How to send an email in a command line?

The approach below probably is not safe, since it exposes your email address with password.

1. Install ssmtp : sudo apt-get install ssmtp

2. Edit the ssmtp config file : sudo gedit /etc/ssmtp/ssmtp.conf
Enter this in the file:
root=username@gmail.com
mailhub=smtp.gmail.com:465
rewriteDomain=gmail.com
AuthUser=username
AuthPass=password
FromLineOverride=YES
UseTLS=YES

3. Enter the email address of the person who will receive your email:
ssmtp recepient_name@gmail.com
Now enter this:
To: recipient_name@gmail.com
From: username@gmail.com
Subject: Sent from a terminal!
Your content goes here. Lorem ipsum dolor sit amet, consectetur adipisicing.
(Notice the blank space between the subject and the body.)

To send the email: Ctrl + D

4. You can also save the text mentioned in Point 5 into a text file and send it using:
ssmtp recipient_name@gmail.com < filename.txt

5. Want to send with an attachment? You may use mpack.
sudo apt-get install mpack
mpack -s subject_title -d path_to_body picture.png email_address@example.com

(mpack -s “$EMAIL_SUBJECT” -d $EMAIL_BODY -c application/octet-stream $v_source $V_EMAIL)

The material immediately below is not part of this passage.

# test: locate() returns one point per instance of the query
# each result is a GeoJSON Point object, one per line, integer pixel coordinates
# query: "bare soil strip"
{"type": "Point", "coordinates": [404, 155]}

6. Or, you could use “mail” to send an email out
sudo apt-get install mailutils

On the security issue…

Because your email password is stored as cleartext in /etc/ssmtp/ssmtp.conf, it is important to secure the file. Securing ssmtp.conf will ensure that:

  • if any users have unprivileged access to your system, they cannot read the file and see your email password, while still letting them send out email
  • if your user account is ever compromised, the hacker cannot read the ssmtp.conf file, and therefore your email password, unless he gains access to the root account as well

To secure ssmtp.conf, do this:

Create an ssmtp group:

# groupadd ssmtp

Set ssmtp.conf group owner to the new ssmtp group:

# chown :ssmtp /etc/ssmtp/ssmtp.conf

Set the group owner of the ssmtp binary to the new ssmtp group:

# chown :ssmtp /usr/bin/ssmtp

Make sure only root, and the ssmtp group can access ssmtp.conf:

# chmod 640 /etc/ssmtp/ssmtp.conf

Set the SGID bit on the ssmtp binary.

# chmod g+s /usr/bin/ssmtp

Now, all the regular users can still send email using the terminal, but none can read the ssmtp.conf file.